Somos todos, e seremos cada vez mais, fornecedores de trabalho, com ou sem vínculo
empregatício.
Liderar empresas e este número crescente de não-empregados muda também, e
drasticamente.
As novas exigências, que precisam ser reaprendidas pelas empresas, incluem alta
capacidade de negociação, gestão de culturas profissionais heterogêneas e variáveis,
motivação em torno de projetos e metas, habilidade de coordenação entre empregados e
toda sorte de não-empregados, contratação e administração por processos e resultados,
medição do grau de solução que os "produtos" dos não-empregados oferecem,
somente para citar alguns poucos exemplos.
Muito bem, pode estar pensando você neste ponto: mas fornecer serviços ou produtos é
para empresas!

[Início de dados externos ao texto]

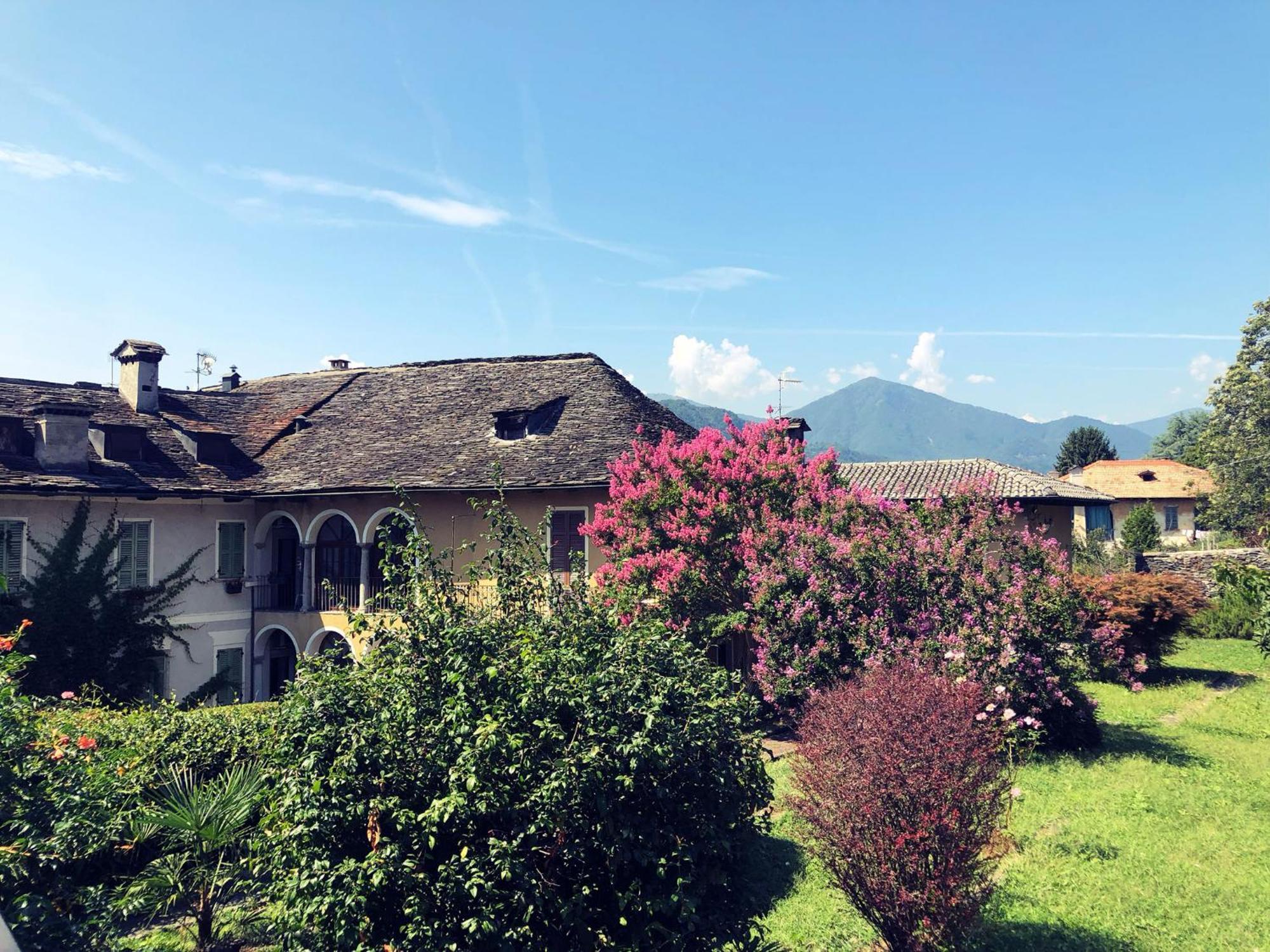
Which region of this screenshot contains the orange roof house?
[1060,459,1214,545]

Pessoas têm empregos, não produtos!
Esta visão falha por não reconhecer as drásticas mudanças ocorridas no ambiente de
trabalho, onde a relação de emprego ortodoxa não é mais a melhor maneira de realizar o
trabalho a ser feito.
As pessoas, empregadas ou não, precisam adicionar valor à empresa para a qual
trabalham ou pretendem trabalhar, com ou sem vínculo de emprego, e passar a se ver como
elos de um processo, onde todos devem adicionar mais valor do que custo.
E como fazer isto?
Existem duas maneiras muito simples, embora possivelmente demoradas, para você começar
sua própria conscientização e mudança: em primeiro lugar, veja a empresa como seu "mercado",
e procure nela quais são as necessidades não-atendidas.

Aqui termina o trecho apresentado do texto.